In the early morning of March 13th, Johan Giesecke sent his protégé an email containing a single line of Latin. “An nescis, mi fili, quantilla prudentia mundus regatur?” (Don’t you know, my son, with how little wisdom the world is governed?)
The two veteran epidemiologists were privately aghast. “The world has gone mad,” Tegnell told colleagues. They were surprised, he says, by how quickly the politics took over in other countries. “We haven’t really seen that in major health threats for a long, long time. And the fact that the politicians then went as far as they did with so little evidence about what kind of effects they would get… In Sweden, it’s even written into the law that the health care should be driven by evidence-based medicine and that was so quickly left behind in other places.”
This was Sweden’s second stroke of luck, I think. The country’s constitution forbids politicians from making public health decisions and gives all the power to Folkmyndigsheten (the Public Health Agency). Stefan Lofven, Sweden’s prime minister, was kept in the loop along with other ministers, but they played no part in the 2pm daily press briefings. Those were led by Anders Tegnell, who rapidly acquired the status of national hero. That craggy face was printed on T-shirts; the young even sported Tegnell tattoos.
Definitely worth reading in full.
Sweden did not have a ‘voluntary lockdown’ of course, as some now assert in order to salvage their lockdownism. As the chart below, based on mobile phone data, shows, during spring 2020 Swede’s only increased the time in their homes by about 10% and reduced their time in workplaces, shops, restaurants etc. by less than 25%. Even public transport use only dropped by 35%.

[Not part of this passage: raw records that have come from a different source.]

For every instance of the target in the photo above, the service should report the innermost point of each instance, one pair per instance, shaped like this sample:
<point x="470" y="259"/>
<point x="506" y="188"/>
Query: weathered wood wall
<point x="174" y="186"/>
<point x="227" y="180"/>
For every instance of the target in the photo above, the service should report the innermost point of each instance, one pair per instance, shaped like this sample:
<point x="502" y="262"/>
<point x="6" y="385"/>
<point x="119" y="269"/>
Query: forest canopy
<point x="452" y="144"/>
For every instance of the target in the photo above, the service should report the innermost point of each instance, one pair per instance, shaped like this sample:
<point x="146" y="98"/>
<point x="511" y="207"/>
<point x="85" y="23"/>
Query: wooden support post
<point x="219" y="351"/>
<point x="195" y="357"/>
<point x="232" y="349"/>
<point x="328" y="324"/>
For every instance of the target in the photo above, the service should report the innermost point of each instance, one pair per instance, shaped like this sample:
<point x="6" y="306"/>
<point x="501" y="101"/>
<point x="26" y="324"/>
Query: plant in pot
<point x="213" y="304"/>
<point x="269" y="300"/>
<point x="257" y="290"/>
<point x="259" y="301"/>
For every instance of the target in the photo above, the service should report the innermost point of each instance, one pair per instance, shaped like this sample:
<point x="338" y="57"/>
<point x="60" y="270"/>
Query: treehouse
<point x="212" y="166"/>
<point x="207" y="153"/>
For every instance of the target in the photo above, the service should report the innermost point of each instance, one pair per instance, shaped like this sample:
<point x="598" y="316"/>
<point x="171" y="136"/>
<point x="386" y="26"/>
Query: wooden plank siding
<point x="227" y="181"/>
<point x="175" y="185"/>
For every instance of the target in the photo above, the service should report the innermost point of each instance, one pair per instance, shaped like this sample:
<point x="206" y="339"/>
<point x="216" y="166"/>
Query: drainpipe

This contrasts with lockdown U.K., where use of workplaces dropped by 66% and use of shops, restaurants etc. by 77%. Residential use increased 25%.
Sweden was a beacon, of course, and Anders is a hero. In spring 2020 the country was the only clear control group that would allow us to verify the extraordinary claims of the lockdowners about what would happen if we didn’t follow their advice. And it proved those claims were very wrong – the more so as time went on.
However, giving such credit where it’s due doesn’t mean we need to pretend Sweden is the perfect model for how to do things next time. Sweden did much, much better than almost any other country in resisting restrictions. But it still imposed a number of measures that sceptics would not want to endorse. It closed education for those over 16 from March to September 2020 and banned gatherings over 50, prohibiting sports crowds, concerts, theatre audiences, large religious gatherings and so on. It kept this ban in place throughout 2020, something which Tegnell credited for preventing a summer rise in infections. In November 2020 it banned gatherings over eight people and the Prime Minister told Swedes: “Don’t go to gyms, don’t go to libraries, don’t host dinners. Cancel” – though this hard measure was notably not at the request of public health officials. The gathering limits were only lifted during summer 2021 – to be replaced by vaccine passports that winter. All restrictions finally came to an end in February 2022, two years after the first were imposed.
The lesson of Sweden, however, is not that these are the measures to imitate, but that no such measures are necessary or ultimately effective in response to an airborne respiratory virus. Studies of real-world data consistently fail to find any significant differences in outcomes from pandemic measures taken.
Tegnell is a legend whose place in history is assured. But even Sweden did not get everything right.